To investigate the genetic diversity of nheABC and seven housekeeping genes (glp, gmk, ilv, pta, pur, pyc and tpi), the concatenated sequences of the seven housekeeping genes (I), nheA, B and C genes (II), the concatenated sequences of the seven housekeeping genes plus the nheA, B and C genes (III) were collected from 35 B. cereus s.l. group strains for which the seven genes sequences were all available in NCBI database. The sequences were then analyzed by online software clustalw (http://www.genome.jp/tools/clustalw/). The neighbor joining trees based on seven housekeeping genes together with nheA, B and C genes were built. In tree I (Fig. 4), B. cereus NVH391-98 was far away from all the other 35 strains. Genes from different strains clustered together, according to the genetic relationship five main clusters are noted as A–E. In tree II and III, though the order of five main clusters changed, the constituent of each cluster stayed the same. The structure of these trees were similiar to published Bacillus phylogenetic trees (Virginie et al. 2015). This result indicated that no striking differences was observed between the various trees, and meant that the influence of nheABC on strain clustering is limited. This result also showed that the genetic determinants of the NHE had no any obvious relationship with the nheABC genes sequence of a strain and its virulence in the diarrhoeal pathogenesis.

Fig. 4
figure 4

The NJ trees built based on the concatenated sequences of the six housekeeping genes and nheABC genes. I (based on six housekeeping genes), II (based on nheABC genes) and III (based on the concatenation of six housekeeping genes and nheABC genes)
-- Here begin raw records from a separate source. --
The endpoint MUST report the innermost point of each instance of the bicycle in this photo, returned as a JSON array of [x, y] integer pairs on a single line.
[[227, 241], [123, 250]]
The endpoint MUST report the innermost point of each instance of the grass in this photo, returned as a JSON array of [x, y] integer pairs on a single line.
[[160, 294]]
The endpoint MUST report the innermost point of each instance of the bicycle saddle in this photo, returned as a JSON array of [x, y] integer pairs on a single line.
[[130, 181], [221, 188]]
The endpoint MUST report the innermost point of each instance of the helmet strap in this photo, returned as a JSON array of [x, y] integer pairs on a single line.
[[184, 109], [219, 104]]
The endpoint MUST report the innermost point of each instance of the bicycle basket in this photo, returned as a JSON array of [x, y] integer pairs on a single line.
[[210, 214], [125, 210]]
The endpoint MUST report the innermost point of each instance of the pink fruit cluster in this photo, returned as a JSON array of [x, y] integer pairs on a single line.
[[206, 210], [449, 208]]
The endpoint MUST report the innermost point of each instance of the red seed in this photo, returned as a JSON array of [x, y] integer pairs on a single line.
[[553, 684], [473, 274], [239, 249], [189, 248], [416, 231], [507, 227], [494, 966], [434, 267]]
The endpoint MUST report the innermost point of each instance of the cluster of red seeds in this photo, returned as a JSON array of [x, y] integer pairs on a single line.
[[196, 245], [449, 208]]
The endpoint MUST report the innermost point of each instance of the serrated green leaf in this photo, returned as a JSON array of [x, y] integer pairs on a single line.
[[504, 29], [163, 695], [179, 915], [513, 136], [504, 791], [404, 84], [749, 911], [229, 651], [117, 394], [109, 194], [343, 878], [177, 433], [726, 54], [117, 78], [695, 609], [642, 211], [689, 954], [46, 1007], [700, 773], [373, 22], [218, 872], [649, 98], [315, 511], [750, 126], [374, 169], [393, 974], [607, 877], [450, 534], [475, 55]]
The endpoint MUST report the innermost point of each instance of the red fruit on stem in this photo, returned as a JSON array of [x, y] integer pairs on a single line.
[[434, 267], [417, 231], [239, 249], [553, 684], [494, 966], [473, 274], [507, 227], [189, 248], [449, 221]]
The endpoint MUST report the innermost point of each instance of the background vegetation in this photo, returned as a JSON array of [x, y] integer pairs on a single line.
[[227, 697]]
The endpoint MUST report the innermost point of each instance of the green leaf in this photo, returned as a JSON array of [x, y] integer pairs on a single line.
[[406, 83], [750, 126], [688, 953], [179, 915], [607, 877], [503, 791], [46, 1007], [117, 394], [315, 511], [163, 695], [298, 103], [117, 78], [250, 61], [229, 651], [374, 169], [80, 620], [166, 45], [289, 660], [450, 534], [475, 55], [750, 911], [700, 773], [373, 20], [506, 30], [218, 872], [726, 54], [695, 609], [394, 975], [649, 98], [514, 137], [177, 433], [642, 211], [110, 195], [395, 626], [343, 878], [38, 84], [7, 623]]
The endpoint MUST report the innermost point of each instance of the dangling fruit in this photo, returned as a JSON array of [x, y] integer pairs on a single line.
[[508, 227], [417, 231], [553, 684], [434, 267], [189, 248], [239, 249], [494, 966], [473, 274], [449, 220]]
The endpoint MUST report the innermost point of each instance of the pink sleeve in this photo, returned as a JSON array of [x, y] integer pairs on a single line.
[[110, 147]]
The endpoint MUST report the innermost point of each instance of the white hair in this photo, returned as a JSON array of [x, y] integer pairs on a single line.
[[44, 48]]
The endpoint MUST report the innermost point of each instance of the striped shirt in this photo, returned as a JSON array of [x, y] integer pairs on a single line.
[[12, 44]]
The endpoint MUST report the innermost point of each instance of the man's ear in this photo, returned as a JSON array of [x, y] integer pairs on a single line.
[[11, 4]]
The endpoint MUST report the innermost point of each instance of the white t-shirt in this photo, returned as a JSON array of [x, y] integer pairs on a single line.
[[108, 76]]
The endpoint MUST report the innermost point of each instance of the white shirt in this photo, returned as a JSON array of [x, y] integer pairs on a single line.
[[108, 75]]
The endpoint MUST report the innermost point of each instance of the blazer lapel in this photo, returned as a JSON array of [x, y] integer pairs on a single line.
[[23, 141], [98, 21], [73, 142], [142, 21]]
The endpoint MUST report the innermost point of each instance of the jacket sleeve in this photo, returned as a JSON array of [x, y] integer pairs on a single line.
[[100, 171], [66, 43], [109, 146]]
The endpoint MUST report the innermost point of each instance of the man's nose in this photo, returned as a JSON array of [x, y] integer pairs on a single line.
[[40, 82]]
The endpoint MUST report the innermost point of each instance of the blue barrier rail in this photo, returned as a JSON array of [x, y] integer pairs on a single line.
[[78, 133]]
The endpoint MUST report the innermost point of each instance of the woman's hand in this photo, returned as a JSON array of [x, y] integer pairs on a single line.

In this study, we found that the genetic determinants of the NHE toxin did not bring any obvious link between the nheABC genes sequence of a strain and its virulence in the diarrhoeal pathogenesis. To assess whether NHE is a significant factor in this disease, a transcriptomic study should be considered to take the genes expression of the toxin into account. And the potential action of NHE also should be investigated in concert with other possible enterotoxins (e.g., HBL, CytK or HlyII) and other virulence factors to evaluate the diarrhoeic potential of B. cereus strains. To elucidate the actual involvement of these molecules in the diarrhoeal syndrome, it is necessary to find an adequate animal model. In fact, due to their proteinaceous nature, these putative enterotoxins may be prone to a rapid inactivation in the intestinal tract, unless they would be released by the B. cereus cells in the immediate vicinity of host’s intestinal epithelium being protected by the mucus layer. However, this hypothesis has still to be verified.

Conclusions

The nheABC genes do not affect the diversity displayed by housekeeping genes, and this specific protein is probably not implicated in the diarrheal syndrome. Our data provide a scientific basis for us to know more about nheABC loci in food poisoning B. cereus.